Esse, aliás, parece ter sido o motivo para que Lula tenha crescido em todas as pesquisas divulgadas na última semana. A segunda característica é que a capacidade que Lula tem para transferir votos para Fernando Haddad aparenta ser, por ora, limitada. Claro que tal leitura pode ser prematura a depender do desenrolar das próximas semanas. Não é difícil imaginar um segundo turno disputado entre Bolsonaro e Haddad, caso em que teremos um referendo sobre o PT com um leve odor de 1989 e um fortíssimo cheiro de que a governabilidade do país pós-eleições poderá ficar severamente comprometida.
Por fim, as pesquisas mostram que o eleitor brasileiro simplesmente ignorou os dois debates presidenciais televisionados até agora.

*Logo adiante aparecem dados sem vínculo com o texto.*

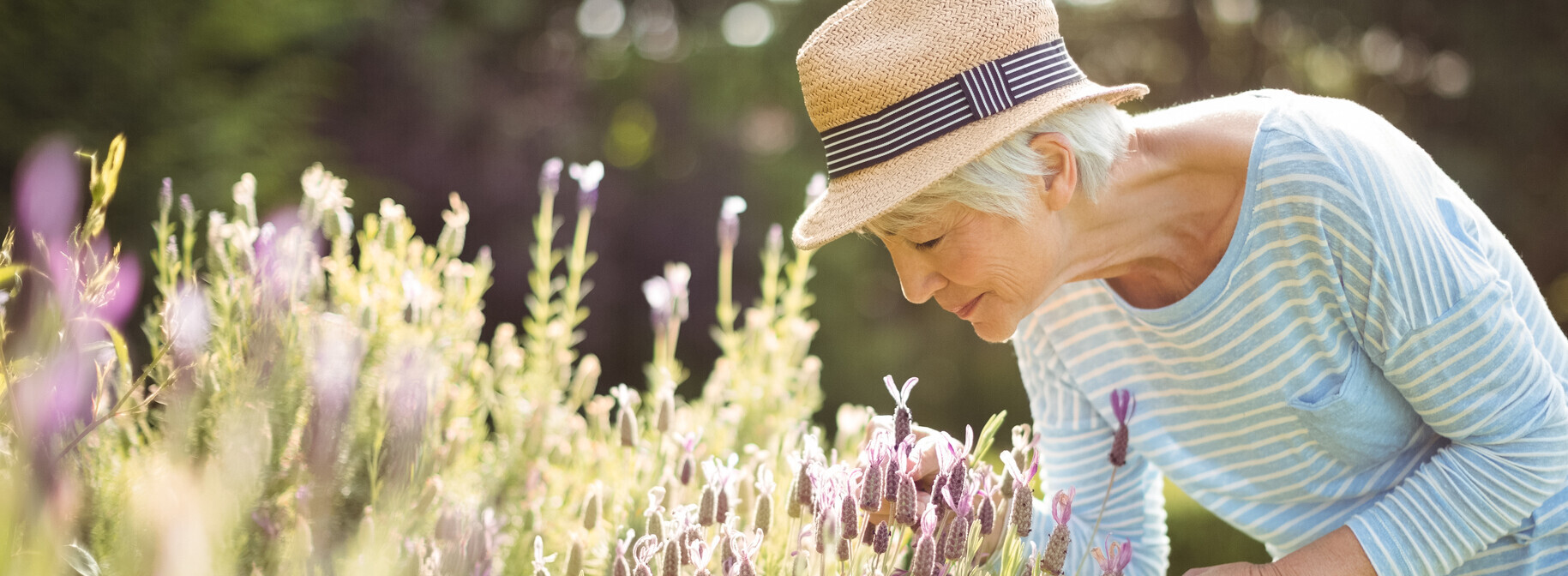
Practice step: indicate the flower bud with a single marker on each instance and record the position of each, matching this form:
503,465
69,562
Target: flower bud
730,222
1023,517
957,538
550,177
847,517
707,507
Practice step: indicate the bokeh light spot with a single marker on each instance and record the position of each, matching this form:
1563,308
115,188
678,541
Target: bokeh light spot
1329,69
1236,11
601,18
631,139
1449,74
747,24
1380,51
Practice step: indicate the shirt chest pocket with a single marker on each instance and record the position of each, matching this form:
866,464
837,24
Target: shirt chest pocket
1356,417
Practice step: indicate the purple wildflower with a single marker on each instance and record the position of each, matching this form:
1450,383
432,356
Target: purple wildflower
1115,557
1123,405
900,411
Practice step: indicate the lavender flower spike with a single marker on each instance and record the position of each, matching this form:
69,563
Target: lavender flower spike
1062,506
730,220
550,177
588,184
900,413
1121,404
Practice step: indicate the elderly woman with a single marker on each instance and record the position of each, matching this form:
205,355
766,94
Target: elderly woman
1330,345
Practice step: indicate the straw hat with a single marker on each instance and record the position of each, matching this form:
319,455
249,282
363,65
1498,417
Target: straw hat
907,92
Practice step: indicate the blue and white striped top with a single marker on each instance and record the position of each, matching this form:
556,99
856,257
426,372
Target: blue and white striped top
1367,352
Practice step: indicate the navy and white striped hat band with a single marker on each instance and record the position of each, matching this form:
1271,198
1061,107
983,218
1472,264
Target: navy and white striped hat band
951,104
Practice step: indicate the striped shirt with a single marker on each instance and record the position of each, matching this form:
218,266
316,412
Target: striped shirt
1369,352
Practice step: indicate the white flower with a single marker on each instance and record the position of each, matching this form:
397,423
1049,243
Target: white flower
586,176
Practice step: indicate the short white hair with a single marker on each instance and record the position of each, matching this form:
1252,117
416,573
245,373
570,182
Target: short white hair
999,181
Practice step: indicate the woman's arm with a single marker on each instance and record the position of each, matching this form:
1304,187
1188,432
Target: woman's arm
1337,553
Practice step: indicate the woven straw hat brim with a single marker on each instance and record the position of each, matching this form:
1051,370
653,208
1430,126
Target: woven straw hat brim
856,198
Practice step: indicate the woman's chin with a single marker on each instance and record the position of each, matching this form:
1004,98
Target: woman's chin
993,332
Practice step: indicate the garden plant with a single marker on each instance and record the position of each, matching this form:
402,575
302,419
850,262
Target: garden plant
319,400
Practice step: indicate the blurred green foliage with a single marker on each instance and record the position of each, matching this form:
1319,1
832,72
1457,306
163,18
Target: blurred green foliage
427,96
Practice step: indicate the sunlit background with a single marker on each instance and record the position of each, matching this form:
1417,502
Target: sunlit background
692,101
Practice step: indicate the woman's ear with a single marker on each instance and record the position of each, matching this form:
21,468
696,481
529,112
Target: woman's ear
1057,158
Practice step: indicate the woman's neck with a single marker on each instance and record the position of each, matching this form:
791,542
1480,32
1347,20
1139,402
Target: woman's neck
1170,207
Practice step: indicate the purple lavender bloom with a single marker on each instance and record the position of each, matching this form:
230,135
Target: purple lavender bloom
1115,556
900,411
49,190
1062,506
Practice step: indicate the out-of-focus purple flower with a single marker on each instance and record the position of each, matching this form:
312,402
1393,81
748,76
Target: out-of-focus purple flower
1062,506
1123,405
586,184
49,190
730,222
1115,556
815,187
550,177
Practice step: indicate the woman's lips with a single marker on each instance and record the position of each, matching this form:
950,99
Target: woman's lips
970,308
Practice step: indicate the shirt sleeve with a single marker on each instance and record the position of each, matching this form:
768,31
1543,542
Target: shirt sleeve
1439,319
1074,453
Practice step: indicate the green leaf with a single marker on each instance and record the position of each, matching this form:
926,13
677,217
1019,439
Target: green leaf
121,353
81,561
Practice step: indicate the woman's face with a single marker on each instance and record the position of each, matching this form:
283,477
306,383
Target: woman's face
987,269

Tal constatação pouco espanta, visto que a fictícia Ursal foi a estrela do primeiro, e a intensa discussão entre Marina e Bolsonaro a marca do segundo — com marineiros e bolsonaristas defendendo as virtudes de seus respectivos candidatos. Surpresa fiquei com os tímidos comentários a respeito da combativa Marina, inexistente nas eleições de 2014. Soube ela enfrentar o capitão com firmeza jamais vista, o que a coloca em excelente posição para encará-lo em eventual segundo turno. O grande desafio de Marina é chegar ao segundo turno com a pouca exposição que terá na TV.

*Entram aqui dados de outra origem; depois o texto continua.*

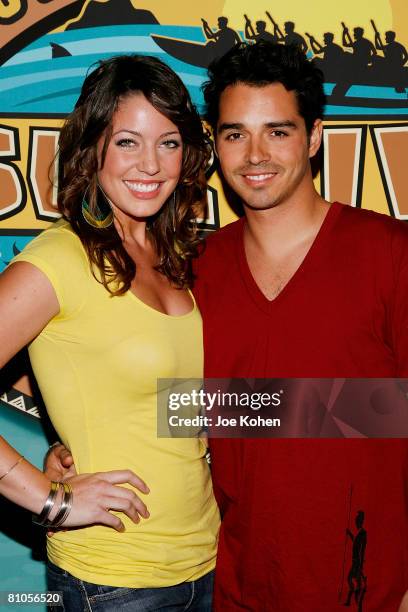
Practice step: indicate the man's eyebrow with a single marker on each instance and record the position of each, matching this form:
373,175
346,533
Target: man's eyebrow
170,133
270,124
229,126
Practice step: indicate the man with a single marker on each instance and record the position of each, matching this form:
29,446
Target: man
299,288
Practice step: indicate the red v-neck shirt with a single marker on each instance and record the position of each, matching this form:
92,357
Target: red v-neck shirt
286,504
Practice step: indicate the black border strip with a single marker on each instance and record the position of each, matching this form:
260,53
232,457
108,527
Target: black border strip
38,214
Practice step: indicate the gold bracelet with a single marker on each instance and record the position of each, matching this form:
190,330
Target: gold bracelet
12,467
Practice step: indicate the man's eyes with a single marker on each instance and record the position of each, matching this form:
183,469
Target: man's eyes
125,142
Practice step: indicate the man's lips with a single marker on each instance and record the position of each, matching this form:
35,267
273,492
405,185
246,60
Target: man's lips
144,190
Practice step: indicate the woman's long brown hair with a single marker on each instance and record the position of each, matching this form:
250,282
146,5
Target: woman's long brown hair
172,229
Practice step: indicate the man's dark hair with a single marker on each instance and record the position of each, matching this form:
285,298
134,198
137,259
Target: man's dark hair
262,64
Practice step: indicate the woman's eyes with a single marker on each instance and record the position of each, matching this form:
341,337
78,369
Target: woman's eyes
129,143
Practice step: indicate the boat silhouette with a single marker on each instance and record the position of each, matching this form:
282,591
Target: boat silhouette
193,53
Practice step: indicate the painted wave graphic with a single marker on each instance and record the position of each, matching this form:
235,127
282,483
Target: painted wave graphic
33,82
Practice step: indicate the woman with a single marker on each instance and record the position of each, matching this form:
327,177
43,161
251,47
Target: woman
104,294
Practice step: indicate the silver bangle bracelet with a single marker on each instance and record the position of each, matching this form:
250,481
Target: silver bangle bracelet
12,467
49,504
65,507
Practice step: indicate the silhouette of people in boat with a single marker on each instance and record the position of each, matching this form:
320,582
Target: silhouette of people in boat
356,580
363,49
222,40
332,62
291,37
260,34
394,58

Sobre o tempo de TV: entusiastas de Alckmin acreditam que seus 18 minutos poderão impulsionar substancialmente sua candidatura, sobretudo se souber usá-los bem — sempre um desafio. Como escrevi na semana passada neste espaço, Alckmin, assim como outros presidenciáveis, ainda precisa mostrar que sabe conversar com o eleitorado de forma simples expondo temas complexos. Até agora, sua linguagem e o uso excessivo de dados e estatísticas tendem a alienar o eleitor médio brasileiro, que, afinal, quer ouvir propostas concretas sobre os problemas que enfrenta diariamente — a violência, o acesso à educação, o acesso à saúde, as chances de conseguir um emprego. A pesquisa do Datafolha revelou que Alckmin tem bom desempenho no segundo turno, desempenho esse que pode ser impulsionado pela migração de eleitores de Alvaro Dias e Henrique Meirelles para o candidato do PSDB. Contudo, para tanto é necessário que ele se estabeleça firmemente no território dos dois dígitos nas pesquisas, algo que até agora não conseguiu alcançar. A julgar pelo desinteresse dos eleitores nos debates revelado pelas pesquisas, é possível que o bônus televisivo de Alckmin esteja sendo um tanto exagerado por alguns analistas.

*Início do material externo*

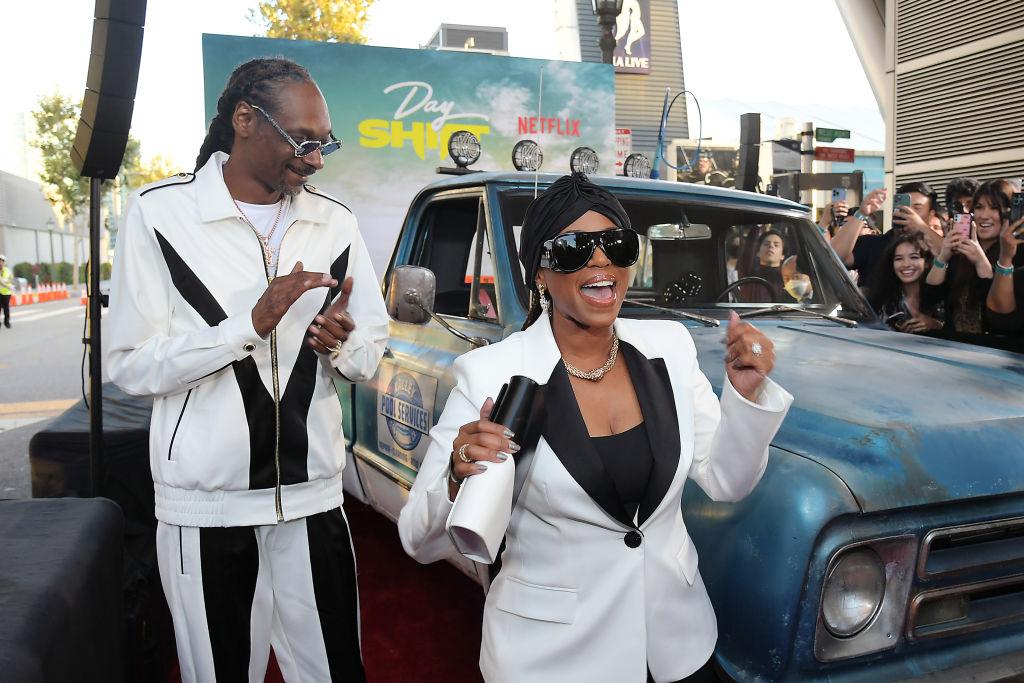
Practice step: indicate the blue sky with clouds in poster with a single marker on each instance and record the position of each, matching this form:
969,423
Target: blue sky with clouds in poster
787,58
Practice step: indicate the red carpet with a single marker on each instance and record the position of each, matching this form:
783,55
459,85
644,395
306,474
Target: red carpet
420,623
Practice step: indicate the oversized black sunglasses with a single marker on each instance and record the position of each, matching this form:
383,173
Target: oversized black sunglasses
306,146
571,251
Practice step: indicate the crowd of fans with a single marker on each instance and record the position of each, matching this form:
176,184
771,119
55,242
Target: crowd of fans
954,271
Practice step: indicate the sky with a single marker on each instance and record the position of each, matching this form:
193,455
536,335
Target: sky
760,65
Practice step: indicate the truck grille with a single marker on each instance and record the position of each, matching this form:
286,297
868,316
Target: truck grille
995,549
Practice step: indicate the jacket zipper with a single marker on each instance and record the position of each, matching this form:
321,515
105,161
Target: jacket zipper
177,424
279,508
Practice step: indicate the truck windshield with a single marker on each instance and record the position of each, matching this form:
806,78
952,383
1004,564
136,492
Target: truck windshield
696,255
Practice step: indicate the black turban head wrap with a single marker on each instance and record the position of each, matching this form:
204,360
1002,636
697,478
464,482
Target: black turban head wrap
566,200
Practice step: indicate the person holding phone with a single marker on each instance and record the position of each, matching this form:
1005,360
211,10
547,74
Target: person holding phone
896,295
1003,307
962,272
863,253
599,579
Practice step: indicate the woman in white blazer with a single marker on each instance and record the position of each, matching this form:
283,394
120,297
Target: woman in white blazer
598,580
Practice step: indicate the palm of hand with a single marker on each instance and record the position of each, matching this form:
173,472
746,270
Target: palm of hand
745,381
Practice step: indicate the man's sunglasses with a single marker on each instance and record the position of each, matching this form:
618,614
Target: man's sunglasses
306,146
571,251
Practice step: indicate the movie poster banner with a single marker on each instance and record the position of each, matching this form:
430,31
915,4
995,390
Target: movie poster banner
632,54
395,109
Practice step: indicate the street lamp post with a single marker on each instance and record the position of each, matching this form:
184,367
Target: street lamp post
606,11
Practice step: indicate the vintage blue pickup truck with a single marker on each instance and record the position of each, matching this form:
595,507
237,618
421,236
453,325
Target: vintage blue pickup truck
886,541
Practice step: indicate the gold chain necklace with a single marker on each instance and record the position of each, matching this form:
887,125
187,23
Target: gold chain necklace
264,242
598,374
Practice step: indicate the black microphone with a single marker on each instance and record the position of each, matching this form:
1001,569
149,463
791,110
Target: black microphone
520,408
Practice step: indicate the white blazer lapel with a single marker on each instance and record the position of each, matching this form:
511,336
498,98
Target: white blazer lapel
564,430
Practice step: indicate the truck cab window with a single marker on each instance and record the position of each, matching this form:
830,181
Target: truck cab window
450,248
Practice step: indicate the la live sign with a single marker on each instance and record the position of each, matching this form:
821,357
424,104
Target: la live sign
632,53
835,154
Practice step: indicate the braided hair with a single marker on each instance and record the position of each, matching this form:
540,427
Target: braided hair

Retomando a extração de leite de pedra que intitula este artigo, estarão os mercados plenamente engajados nesse exercício daqui até pelo menos o final de setembro. Apesar da abundância de notícias mundo afora — a crise na Turquia, a crise migratória da Venezuela, a guerra comercial entre a China e os EUA, as chances de que os EUA decidam impor sobretaxas sobre automóveis, acirrando as tensões com aliados —, os mercados, como era de esperar, estão grudados nas pesquisas, todas as pesquisas.
Muitas instituições acompanham não apenas as divulgações dos grandes institutos como Ibope e Datafolha, mas encomendam pesquisas próprias, talhadas para atender a suas necessidades. O dólar e a bolsa permanecerão, portanto, reféns do imponderável. Afinal, com o número expressivo de brancos, nulos e indecisos em ampla evidência, haverá mais ruído do que sinal até a véspera das eleições.